Similar to other studies,13,15 most unilateral childhood glaucoma was secondary. Unilaterality was also associated with poor visual outcome from univariate analysis. A similar result was shown in a study by Khitri et al13 on childhood glaucoma. The reason was that consequent deprivation amblyopia, which contributed as the main cause of visual impairment, occurred more frequently in unilateral disease. However, this effect was not shown in the multivariate analysis.
Zagora et al26 found that, unlike adult glaucoma, good IOP control in children with primary congenital glaucoma did not determine good visual outcome. Perhaps young children's eyes were more susceptible to increased IOP, resulting in permanent damage. However, the study only correlated the final IOP and visual outcome. The control of IOP at each visit was not taken into consideration. Kargi et al15 studied IOP control at each visit in 204 eyes with childhood glaucoma. The authors found that control of IOP of 19 mm Hg or less on 80% of visits was associated with stable cup-to-disc ratio and visual fields, but the percentage of IOP control had weak correlation with final visual acuity. We could not identify the significance of initial IOP on the final visual outcome. However, the mean IOP was lower preoperatively and tended to decrease postoperatively and every visit afterward in eyes with a final visual acuity of 20/200 or better. This suggested that good IOP control played a role in good final visual outcome. As discussed above, deprivation amblyopia played a major role in visual impairment, so the treatment should not be focused only on IOP control; amblyopia treatment also had to be taken into consideration for the best treatment outcome.
There are several limitations in our study, including small sample size, retrospective design, and short follow-up period (at least 6 months). Because our patients were children, the IOP assessment was done by different methods, and no ancillary tests (fundus photographs, OCT, and visual fields) could be obtained. Also, we only recorded visual acuity at the final visit because of the difficulty of measuring visual acuity in young children at earlier visits.
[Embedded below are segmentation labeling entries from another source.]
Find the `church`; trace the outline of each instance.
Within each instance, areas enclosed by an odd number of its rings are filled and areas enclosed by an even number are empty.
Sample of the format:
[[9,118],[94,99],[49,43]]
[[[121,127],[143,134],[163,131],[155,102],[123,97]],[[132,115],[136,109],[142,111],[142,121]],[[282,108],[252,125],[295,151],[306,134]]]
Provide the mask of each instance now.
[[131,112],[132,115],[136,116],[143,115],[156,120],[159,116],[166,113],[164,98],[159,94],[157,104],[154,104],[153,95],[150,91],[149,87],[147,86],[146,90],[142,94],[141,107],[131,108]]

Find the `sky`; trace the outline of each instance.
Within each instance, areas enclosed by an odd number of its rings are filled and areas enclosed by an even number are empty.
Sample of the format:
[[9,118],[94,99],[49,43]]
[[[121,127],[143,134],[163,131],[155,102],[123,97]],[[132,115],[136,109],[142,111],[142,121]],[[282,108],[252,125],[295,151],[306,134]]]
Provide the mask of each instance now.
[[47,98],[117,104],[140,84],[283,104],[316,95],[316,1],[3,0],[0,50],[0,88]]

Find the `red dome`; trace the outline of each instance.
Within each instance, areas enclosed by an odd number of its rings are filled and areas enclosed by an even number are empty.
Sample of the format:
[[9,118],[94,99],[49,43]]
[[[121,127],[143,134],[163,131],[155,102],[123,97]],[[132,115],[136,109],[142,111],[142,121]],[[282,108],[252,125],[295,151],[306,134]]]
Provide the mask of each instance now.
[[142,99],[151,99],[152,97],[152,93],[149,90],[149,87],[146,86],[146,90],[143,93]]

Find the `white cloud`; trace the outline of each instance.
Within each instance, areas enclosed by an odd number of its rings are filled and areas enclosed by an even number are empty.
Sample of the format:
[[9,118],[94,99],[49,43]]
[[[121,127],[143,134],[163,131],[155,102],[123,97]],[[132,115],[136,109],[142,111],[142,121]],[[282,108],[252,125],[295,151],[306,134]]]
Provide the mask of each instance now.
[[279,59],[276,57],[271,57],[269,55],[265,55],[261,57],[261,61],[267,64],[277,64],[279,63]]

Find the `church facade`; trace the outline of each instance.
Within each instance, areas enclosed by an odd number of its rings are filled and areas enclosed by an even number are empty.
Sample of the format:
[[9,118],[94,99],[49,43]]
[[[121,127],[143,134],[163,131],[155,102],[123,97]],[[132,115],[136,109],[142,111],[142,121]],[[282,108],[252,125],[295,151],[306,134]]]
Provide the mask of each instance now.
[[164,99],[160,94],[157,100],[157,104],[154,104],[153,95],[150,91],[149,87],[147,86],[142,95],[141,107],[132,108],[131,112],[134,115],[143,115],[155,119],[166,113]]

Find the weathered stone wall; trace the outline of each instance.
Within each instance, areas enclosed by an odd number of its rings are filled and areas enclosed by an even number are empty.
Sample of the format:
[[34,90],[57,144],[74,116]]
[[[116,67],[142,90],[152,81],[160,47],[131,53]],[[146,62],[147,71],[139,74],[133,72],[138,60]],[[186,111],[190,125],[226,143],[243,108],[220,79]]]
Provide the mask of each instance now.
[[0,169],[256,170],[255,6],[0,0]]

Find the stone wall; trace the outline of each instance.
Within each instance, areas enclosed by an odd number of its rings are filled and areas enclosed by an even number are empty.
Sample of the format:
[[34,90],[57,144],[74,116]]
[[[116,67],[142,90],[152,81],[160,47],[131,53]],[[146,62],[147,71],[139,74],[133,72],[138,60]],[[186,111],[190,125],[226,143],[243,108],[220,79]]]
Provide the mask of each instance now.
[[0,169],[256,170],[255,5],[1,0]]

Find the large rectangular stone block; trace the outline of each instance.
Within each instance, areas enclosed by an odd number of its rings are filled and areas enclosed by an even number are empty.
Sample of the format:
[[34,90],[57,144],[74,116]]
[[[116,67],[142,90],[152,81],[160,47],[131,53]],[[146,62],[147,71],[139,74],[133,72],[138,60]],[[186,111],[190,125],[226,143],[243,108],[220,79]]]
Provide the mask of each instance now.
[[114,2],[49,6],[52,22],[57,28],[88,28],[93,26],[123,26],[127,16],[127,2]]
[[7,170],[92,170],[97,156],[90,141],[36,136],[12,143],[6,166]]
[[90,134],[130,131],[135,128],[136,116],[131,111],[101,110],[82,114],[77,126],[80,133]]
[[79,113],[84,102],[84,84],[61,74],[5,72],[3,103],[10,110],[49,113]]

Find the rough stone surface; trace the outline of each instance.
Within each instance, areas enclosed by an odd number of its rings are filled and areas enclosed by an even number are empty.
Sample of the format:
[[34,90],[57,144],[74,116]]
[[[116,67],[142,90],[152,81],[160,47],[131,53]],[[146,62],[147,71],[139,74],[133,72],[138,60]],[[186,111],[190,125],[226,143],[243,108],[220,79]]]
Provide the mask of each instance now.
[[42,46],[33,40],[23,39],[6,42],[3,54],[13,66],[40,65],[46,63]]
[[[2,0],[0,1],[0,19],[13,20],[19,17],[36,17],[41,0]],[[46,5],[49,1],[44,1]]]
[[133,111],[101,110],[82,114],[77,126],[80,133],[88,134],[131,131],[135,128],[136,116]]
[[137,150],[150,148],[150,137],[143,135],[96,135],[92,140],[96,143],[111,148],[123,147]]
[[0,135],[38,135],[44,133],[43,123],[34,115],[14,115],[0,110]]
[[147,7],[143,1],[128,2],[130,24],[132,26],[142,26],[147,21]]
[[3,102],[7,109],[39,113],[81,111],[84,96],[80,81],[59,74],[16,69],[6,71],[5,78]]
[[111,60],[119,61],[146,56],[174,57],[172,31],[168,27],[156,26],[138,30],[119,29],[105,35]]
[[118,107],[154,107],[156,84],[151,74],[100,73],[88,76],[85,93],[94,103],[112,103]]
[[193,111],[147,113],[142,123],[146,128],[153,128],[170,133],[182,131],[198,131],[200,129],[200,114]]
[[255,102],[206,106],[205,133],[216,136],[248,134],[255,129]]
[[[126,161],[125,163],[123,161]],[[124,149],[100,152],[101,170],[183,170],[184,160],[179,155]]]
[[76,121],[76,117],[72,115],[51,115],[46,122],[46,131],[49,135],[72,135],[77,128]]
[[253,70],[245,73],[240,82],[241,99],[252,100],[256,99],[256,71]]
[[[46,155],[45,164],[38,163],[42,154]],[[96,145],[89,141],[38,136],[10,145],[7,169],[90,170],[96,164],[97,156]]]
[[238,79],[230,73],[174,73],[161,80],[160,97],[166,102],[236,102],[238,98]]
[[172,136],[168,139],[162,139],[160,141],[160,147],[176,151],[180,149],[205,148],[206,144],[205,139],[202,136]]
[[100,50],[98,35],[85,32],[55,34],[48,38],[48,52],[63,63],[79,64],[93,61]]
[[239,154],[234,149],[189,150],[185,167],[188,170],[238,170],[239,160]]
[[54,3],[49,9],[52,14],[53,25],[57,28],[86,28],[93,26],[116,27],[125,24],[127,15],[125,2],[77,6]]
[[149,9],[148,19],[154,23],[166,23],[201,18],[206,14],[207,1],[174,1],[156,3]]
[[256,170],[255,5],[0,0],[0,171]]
Finally, our data only represented clinical characteristics of Asian eyes.
Our study highlights that, even after surgical treatment, two-thirds of eyes with childhood glaucoma ended up with poor final vision. The risk factors were secondary glaucoma, age at diagnosis of younger than 3 months, and interval to surgery of more than 3 months. Hence, early surgery to control IOP and amblyopia treatment are recommended to prevent poor visual outcome.